The absurd has become realistic now that the GW Graham student has tested himself against some of the top junior cyclists on the planet.

Schellenberg didn’t think he belonged on the same road with them until he saw an internet posting for a national selection camp and, on a whim, traveled to Vancouver.

There he joined a small group of about a dozen B.C. riders.

“They sent us up Seymour and had a time trial to see how fast we could go out and back on our own,” Schellenberg recalled. “There was a group racing simulation too and they were evaluating us the entire time.”

Schellenberg relied on his training, staying calm and composed. The toughest part wasn’t anything he encountered on the road, it was trying to explain where he was from.

“Most of these people have been doing this for their entire lives, and I showed up and nobody knew who I was,” he laughed. “They kept asking me where I lived and when I said Chilliwack they kept saying, ‘Where’s that?’

“At first I thought I was out of my league, but I figured I’d give it a shot, and when they selected me (to go to the Canadian National Championships) I stopped thinking that I wasn’t good enough.”

If his competitors couldn’t pick him out of a lineup in Vancouver, they certainly knew him after nationals in Ottawa. Racing for the first time against this level of competition, Schellenberg wasn’t the least bit intimidated.

He placed 34th in the race and 23rd in the time trial, covering 26 kilometres in 40:16.

Not long after, he got an email invite to the Tour de l’Abitibi.

“It’s a seven stage race, with each stage about 100 kilometres long, and the winner is the one who has the lowest cumulative time,” Schellenberg explained.

The tour took place in Amos, a town in northeastern Quebec.Schellenberg struggled in the first stage when one move cost him three minutes and several places in the standings.

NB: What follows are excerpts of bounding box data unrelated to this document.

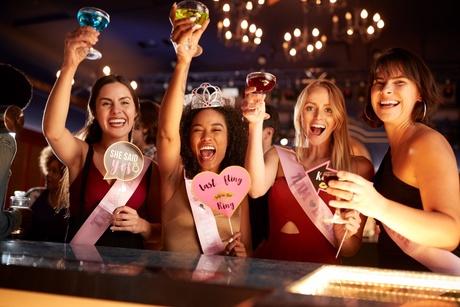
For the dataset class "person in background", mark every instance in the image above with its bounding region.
[249,104,280,253]
[43,27,161,248]
[23,146,68,243]
[327,48,460,275]
[241,79,374,264]
[133,99,160,161]
[157,4,252,257]
[0,63,32,238]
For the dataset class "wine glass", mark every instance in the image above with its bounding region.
[77,7,110,60]
[323,171,349,224]
[246,71,276,119]
[175,0,209,57]
[246,71,276,93]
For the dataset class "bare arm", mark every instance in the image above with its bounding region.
[328,132,460,250]
[156,5,209,204]
[43,27,99,181]
[241,87,279,198]
[334,156,375,257]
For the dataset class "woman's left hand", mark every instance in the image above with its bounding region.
[334,209,361,240]
[110,206,144,233]
[225,232,248,258]
[326,171,386,218]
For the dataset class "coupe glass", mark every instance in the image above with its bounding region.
[175,1,209,57]
[246,71,276,93]
[77,7,110,60]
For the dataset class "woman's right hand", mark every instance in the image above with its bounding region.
[241,87,270,124]
[169,4,210,59]
[64,26,100,66]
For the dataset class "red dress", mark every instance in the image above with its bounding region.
[67,146,152,249]
[256,177,341,264]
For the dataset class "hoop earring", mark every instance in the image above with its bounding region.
[421,101,426,122]
[363,104,374,122]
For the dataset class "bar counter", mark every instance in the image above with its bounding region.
[0,240,460,307]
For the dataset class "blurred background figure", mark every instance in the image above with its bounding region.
[24,146,68,242]
[133,99,160,161]
[0,63,32,238]
[249,104,280,255]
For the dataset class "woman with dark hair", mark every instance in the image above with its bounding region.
[157,5,251,257]
[241,79,374,264]
[43,27,160,248]
[23,146,68,243]
[328,48,460,275]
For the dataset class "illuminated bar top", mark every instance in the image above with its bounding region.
[0,240,460,307]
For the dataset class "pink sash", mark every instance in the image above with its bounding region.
[70,159,151,245]
[184,174,225,255]
[383,225,460,276]
[275,146,335,246]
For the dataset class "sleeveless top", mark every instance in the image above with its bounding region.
[161,177,241,254]
[373,148,460,271]
[67,145,152,249]
[23,189,67,243]
[256,177,341,264]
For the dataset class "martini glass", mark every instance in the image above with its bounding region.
[77,7,110,60]
[175,0,209,57]
[246,71,276,119]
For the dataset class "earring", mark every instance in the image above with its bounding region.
[363,104,374,122]
[421,101,426,122]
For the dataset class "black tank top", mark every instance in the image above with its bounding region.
[374,148,460,271]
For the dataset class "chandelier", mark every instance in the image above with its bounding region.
[214,0,265,51]
[283,25,327,61]
[283,0,332,61]
[332,8,385,44]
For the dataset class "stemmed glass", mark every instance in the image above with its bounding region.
[246,71,276,119]
[323,171,349,224]
[77,7,110,60]
[323,171,350,258]
[175,0,209,57]
[246,71,276,93]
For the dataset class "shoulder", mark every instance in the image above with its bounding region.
[351,156,375,180]
[26,187,46,198]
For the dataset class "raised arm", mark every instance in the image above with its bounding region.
[43,27,99,180]
[241,87,279,198]
[156,5,209,200]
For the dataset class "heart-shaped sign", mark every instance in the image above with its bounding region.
[192,166,251,217]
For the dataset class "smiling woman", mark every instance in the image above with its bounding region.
[241,80,374,264]
[43,27,160,248]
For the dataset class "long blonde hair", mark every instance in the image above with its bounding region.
[294,79,353,171]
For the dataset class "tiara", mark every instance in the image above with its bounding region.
[184,83,235,109]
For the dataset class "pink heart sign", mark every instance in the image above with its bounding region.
[192,166,251,217]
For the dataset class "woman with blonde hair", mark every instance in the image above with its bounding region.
[241,80,374,264]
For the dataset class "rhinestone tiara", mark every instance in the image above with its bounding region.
[184,83,235,109]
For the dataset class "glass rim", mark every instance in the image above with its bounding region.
[177,0,209,15]
[78,6,110,22]
[246,71,276,81]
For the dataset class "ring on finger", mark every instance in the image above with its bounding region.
[350,193,358,202]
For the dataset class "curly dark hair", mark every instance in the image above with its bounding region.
[180,105,248,178]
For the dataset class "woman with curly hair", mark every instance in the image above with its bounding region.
[157,5,251,257]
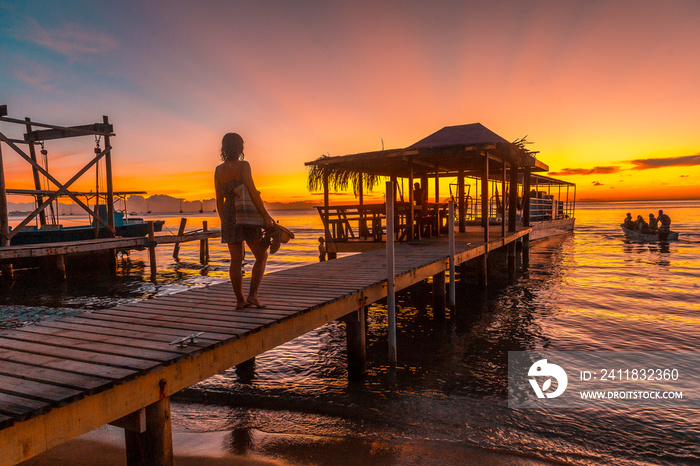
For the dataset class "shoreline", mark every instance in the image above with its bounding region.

But he was solid after that, finishing in the top half of the field (approximately 140) each day.

He saved his best for last with a 34th place showing on stage seven.

The most challenging moment came on stage four, when the cyclists hit the road on a rainy day after a lighting storm had delayed the race by a half hour.

“When we finally got out there it was really sketchy,” Schellenberg said. “About 20 kilometres from the finish there was a huge wreck that took down about 20 guys.

“I was right behind it and I just stopped in time.

“You just hope no one is seriously injured and you go on because it’s ‘everyone for themselves’ at the junior level and you have to.”

Schellenberg felt good about his performance in Quebec and picked up some valuable lessons.

Most important, try to stay near the front of the pack so you don’t get caught in 20 bike pileups.

“If you can stay near the front third, I think that’s the sweet spot,” he said. “That’s where you can respond to what’s happening and hopefully not get crashed out.”

Schellenberg will still be a junior at this time next year, with a chance to apply lessons and improve his times.

He’s on the radar now, which should open doors.

“When teams are looking for riders they look to see if you can keep up at a high level,” Schellenberg said. “They’re more likely to choose you if you can, so this has given me something to add to the resume.

“I’ll just keep trying to improve throughout the year and see where that takes me.”

— Schellenberg added another entry to his resume at B.C. Provincial Youth (U-19) Championships, July 29-30 in Vancouver, finishing second in the road race and third in the time trial.